Initially I avoided them: it was a disgusting place and I started to hate Muslims, who were very racist and gross. Later I made some friends, purposely ignored the many bad parts of them, and got preached by some adults against racism. So I turned pro-Muslim, probably out of loyalty to my friends, to integrate myself in the politically correct French society, and because like many I genuinely thought that problems would recess with time.
Except that problems did not recess, they got worse. The number of Muslim engineers widely increased, but so did the number of Islamic clothes (in my time only wore by a few rural mamas that even Muslims kids were having fun of). And so did the Mosques, Islamic activism, Islamist figures, Islamic identity, etc. My neighborhood is far worse today than it was when I was a kid, the left let the working class down, and they started betraying all of their values to buy Muslim votes.
For twenty years I persisted defending Muslims, and every year proved me to be more wrong than the previous one. I grew tired of it. So I started looking for data and analyses, and I turned to social sciences, to understand what went wrong. The more I did read, the more my positions shifted. At some point you have to admit you were wrong all along.
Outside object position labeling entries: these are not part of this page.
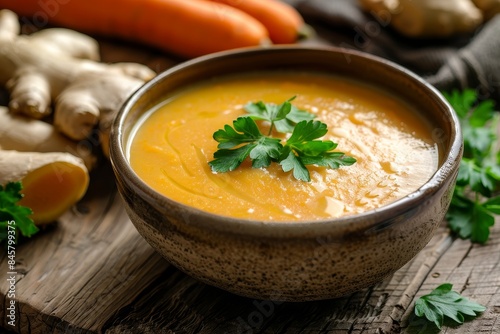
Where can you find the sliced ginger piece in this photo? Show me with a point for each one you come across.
(52, 182)
(426, 18)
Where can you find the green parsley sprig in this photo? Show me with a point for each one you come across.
(475, 200)
(14, 218)
(244, 139)
(444, 303)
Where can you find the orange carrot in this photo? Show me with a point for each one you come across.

And of course I got older, and therefore fiercer, more confident, more combative, more selfish, and no longer willing to do bad compromises. As you age you care less about what others think. And I no longer live in poor neighborhoods with Muslims. I purposely chose a white wealthy neighborhood where kids respectfully salute their teacher. I never regret my childhood's neighborhood.
Last I looked this is the 20-hundreds.
And last I looked, migration of peoples goes back 10s of thousands of years...
Na. The people who matter began migrating here about 500 years ago. No one here really cares about the rest of the migrations. They don't affect real Americans.